I observed the people around me to see what they were reading and how they were reading it. My first observation was that hardly anyone reads for pleasure between classes, and those that do are doing so with e-readers or computers. Another social norm I witnessed was that nearly every person I passed was either on a cell phone or had their Ipods in. Those that didn’t were usually talking with a group of people. No one used e-readers as prominently as cell phones, computers, or Ipods. If were reading anything before or after class, it was a textbook.

In order to observe a greater variety of reading behaviors, I ventured out to Barnes and Noble on four separate occasions. Barnes and Noble has a promotion for it’s e-reader that allows people to read any book they want for an hour when they’re in the store. There are kiosks in the stores that allow you to download those books to your e-reader. Not once during any trip to Barnes and Noble was the kiosk in use. Yet I saw people of all ages scanning the isles looking for print books. What I took from this was not that e-readers aren’t as popular as print books, but that bookstores themselves are becoming as obsolete as print books. Why would you venture to a bookstore to get online books when you can download them from home? It makes sense that the need for a bookstore declines with the demand for print books.

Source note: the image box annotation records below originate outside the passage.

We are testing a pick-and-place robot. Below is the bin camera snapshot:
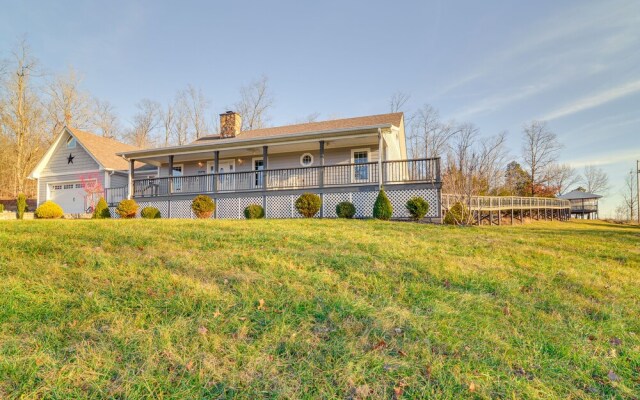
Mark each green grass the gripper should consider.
[0,220,640,399]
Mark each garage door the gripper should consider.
[49,182,87,214]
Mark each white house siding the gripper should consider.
[160,145,378,176]
[40,133,99,176]
[38,170,104,208]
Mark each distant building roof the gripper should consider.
[193,112,403,144]
[558,190,602,200]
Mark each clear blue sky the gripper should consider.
[0,0,640,213]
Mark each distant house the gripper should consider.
[31,112,441,220]
[558,190,602,219]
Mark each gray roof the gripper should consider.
[558,190,602,200]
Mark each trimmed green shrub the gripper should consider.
[406,196,429,221]
[191,194,216,219]
[35,200,64,219]
[244,204,264,219]
[336,201,356,218]
[295,193,322,218]
[444,202,473,225]
[116,199,138,218]
[16,193,27,219]
[373,189,393,221]
[91,197,111,219]
[140,207,160,219]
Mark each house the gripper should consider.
[28,111,441,220]
[29,127,157,214]
[558,189,602,219]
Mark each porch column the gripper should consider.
[168,155,173,196]
[127,160,135,199]
[213,150,220,193]
[378,128,384,189]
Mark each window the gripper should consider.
[351,149,369,181]
[300,153,313,167]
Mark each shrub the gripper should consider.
[191,194,216,219]
[336,201,356,218]
[140,207,160,219]
[116,199,138,218]
[16,193,27,219]
[35,200,64,219]
[406,196,429,221]
[444,202,473,225]
[296,193,322,218]
[373,189,393,221]
[91,197,111,219]
[244,204,264,219]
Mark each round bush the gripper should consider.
[91,197,111,219]
[406,196,429,221]
[140,207,160,219]
[191,194,216,219]
[116,199,138,218]
[336,201,356,218]
[295,193,322,218]
[35,200,64,219]
[373,189,393,221]
[444,202,473,225]
[244,204,264,219]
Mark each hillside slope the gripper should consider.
[0,220,640,399]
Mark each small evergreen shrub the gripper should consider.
[116,199,138,218]
[406,196,429,221]
[444,202,473,225]
[191,194,216,219]
[35,200,64,219]
[244,204,264,219]
[336,201,356,218]
[295,193,322,218]
[16,193,27,219]
[140,207,160,219]
[373,189,393,221]
[91,197,111,219]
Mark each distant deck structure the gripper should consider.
[442,194,571,225]
[558,190,602,219]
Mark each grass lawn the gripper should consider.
[0,220,640,399]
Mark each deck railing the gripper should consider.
[442,194,570,211]
[133,158,440,198]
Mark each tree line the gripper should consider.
[0,40,274,198]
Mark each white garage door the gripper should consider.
[49,182,87,214]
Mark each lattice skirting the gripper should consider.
[110,189,440,219]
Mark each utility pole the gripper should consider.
[636,160,640,225]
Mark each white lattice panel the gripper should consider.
[265,196,300,218]
[137,201,169,218]
[322,193,357,218]
[384,189,440,218]
[171,200,194,218]
[352,191,378,218]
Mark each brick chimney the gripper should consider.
[220,111,242,138]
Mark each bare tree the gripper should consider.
[178,85,210,139]
[0,40,46,196]
[46,68,92,140]
[581,165,609,195]
[91,99,121,138]
[522,121,562,196]
[547,164,580,195]
[126,99,162,148]
[621,170,638,221]
[389,91,411,113]
[235,76,274,131]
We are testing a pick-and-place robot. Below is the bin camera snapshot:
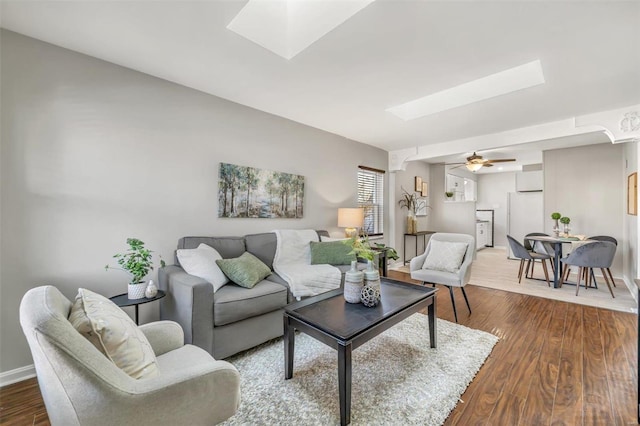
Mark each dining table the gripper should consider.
[526,235,595,288]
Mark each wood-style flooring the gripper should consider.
[0,271,637,426]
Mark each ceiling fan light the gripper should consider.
[465,163,482,172]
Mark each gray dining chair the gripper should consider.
[560,241,616,297]
[507,235,551,287]
[523,232,556,276]
[587,235,618,287]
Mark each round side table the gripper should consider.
[109,290,167,325]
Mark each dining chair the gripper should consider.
[560,241,616,298]
[523,232,555,276]
[587,235,618,287]
[507,235,551,287]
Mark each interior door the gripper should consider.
[507,191,544,258]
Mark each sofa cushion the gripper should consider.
[216,251,271,288]
[176,243,229,292]
[213,280,287,327]
[69,288,158,379]
[309,241,356,265]
[178,237,247,259]
[244,232,278,269]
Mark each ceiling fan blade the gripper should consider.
[487,158,516,163]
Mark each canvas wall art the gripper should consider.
[218,163,304,218]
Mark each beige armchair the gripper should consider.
[20,286,240,426]
[409,232,476,322]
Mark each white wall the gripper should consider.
[391,161,432,261]
[429,165,476,238]
[476,172,516,247]
[0,31,389,372]
[620,142,640,296]
[544,143,629,276]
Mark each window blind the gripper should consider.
[358,166,384,235]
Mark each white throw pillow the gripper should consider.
[177,244,229,293]
[422,240,469,272]
[69,288,158,379]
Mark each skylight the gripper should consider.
[386,60,544,121]
[227,0,375,59]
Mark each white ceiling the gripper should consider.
[0,0,640,158]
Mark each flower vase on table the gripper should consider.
[344,260,364,303]
[360,260,380,308]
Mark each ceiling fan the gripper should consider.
[447,152,516,172]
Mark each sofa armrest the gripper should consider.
[158,265,214,353]
[138,321,184,356]
[409,250,428,272]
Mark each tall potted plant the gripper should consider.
[104,238,165,299]
[398,188,425,234]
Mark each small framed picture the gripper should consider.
[416,176,422,192]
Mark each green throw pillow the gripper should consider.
[216,251,271,288]
[311,241,356,265]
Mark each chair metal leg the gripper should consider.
[542,259,551,287]
[600,268,616,299]
[606,268,616,287]
[576,266,584,296]
[460,287,471,314]
[447,285,458,322]
[518,259,524,284]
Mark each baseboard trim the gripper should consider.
[0,364,36,388]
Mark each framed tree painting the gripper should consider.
[218,163,304,218]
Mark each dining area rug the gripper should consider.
[223,313,498,425]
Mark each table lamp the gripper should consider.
[338,207,364,238]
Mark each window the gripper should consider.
[358,166,384,235]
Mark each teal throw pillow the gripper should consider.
[311,241,356,265]
[216,251,271,288]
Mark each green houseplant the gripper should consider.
[551,212,562,237]
[104,238,165,299]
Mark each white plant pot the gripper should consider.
[127,282,147,300]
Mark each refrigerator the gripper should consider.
[507,191,544,259]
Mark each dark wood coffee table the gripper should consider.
[284,278,437,425]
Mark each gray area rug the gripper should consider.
[223,314,498,425]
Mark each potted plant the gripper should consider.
[551,212,562,237]
[104,238,165,299]
[398,188,425,234]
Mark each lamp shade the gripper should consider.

After this assignment I realized how much I miss paperbacks. I will still use my Kindle, of course, but I think I will use it sparingly. I will probably use it only when I’m out of new books and don’t have time to go to the bookstore. I’ve also decided to collect as many books as possible. Instead of having the classics on my Kindle, I will have print copies of each, and if Big Brother demands my copy of Orwell’s 1984 they will have to forcibly take it from me. I realized that each person should be in charge of his or her own literary education. If you choose to put all your faith in Amazon and rely on e-readers, be prepared for the possible consequences. Overall, no one can stop the booming demand for the newest technologies. E-readers have gained momentum over the past decade, and given that e-books have already surpassed print books in sales, it’s inevitable that fewer books will be printed. Sooner or later, print books will become obsolete. As for me, the more I read the better I understand the world around me. I’ve learned to value my print books, because there is a very real possibility that they will soon be a rarity.

Works Cited

Keck, Steve. Personal interview. 2 March 2011.

“Bestsellers: U.S. Kindle books outselling print versions now.” E-Reader Universe. Shelfari, n.d. Sat. 4 March 2011.

McDaniel, Traci. Personal interview. 25 February 2011.

Pogue, David. “Some E-Books Are More Equal Than Others.” The New York Times. The New York Times, 17 July 2009. Sat. 4 March 2011.

Sprinkle, Ellen. Personal interview. 6 March 2011.

Stone, Brad. “Amazon Erases Orwell Books from Kindle.” The New York Times. The New York Times, 17 July 2009. Sat. 4 March 2011.

Yablon, Jeff. “Kindle Censorship in 1984…err..2009.” Ansewrguy. Answerguy: Business Change & CEO Consultant. 22 July 2009. Sat. 4 March 2011.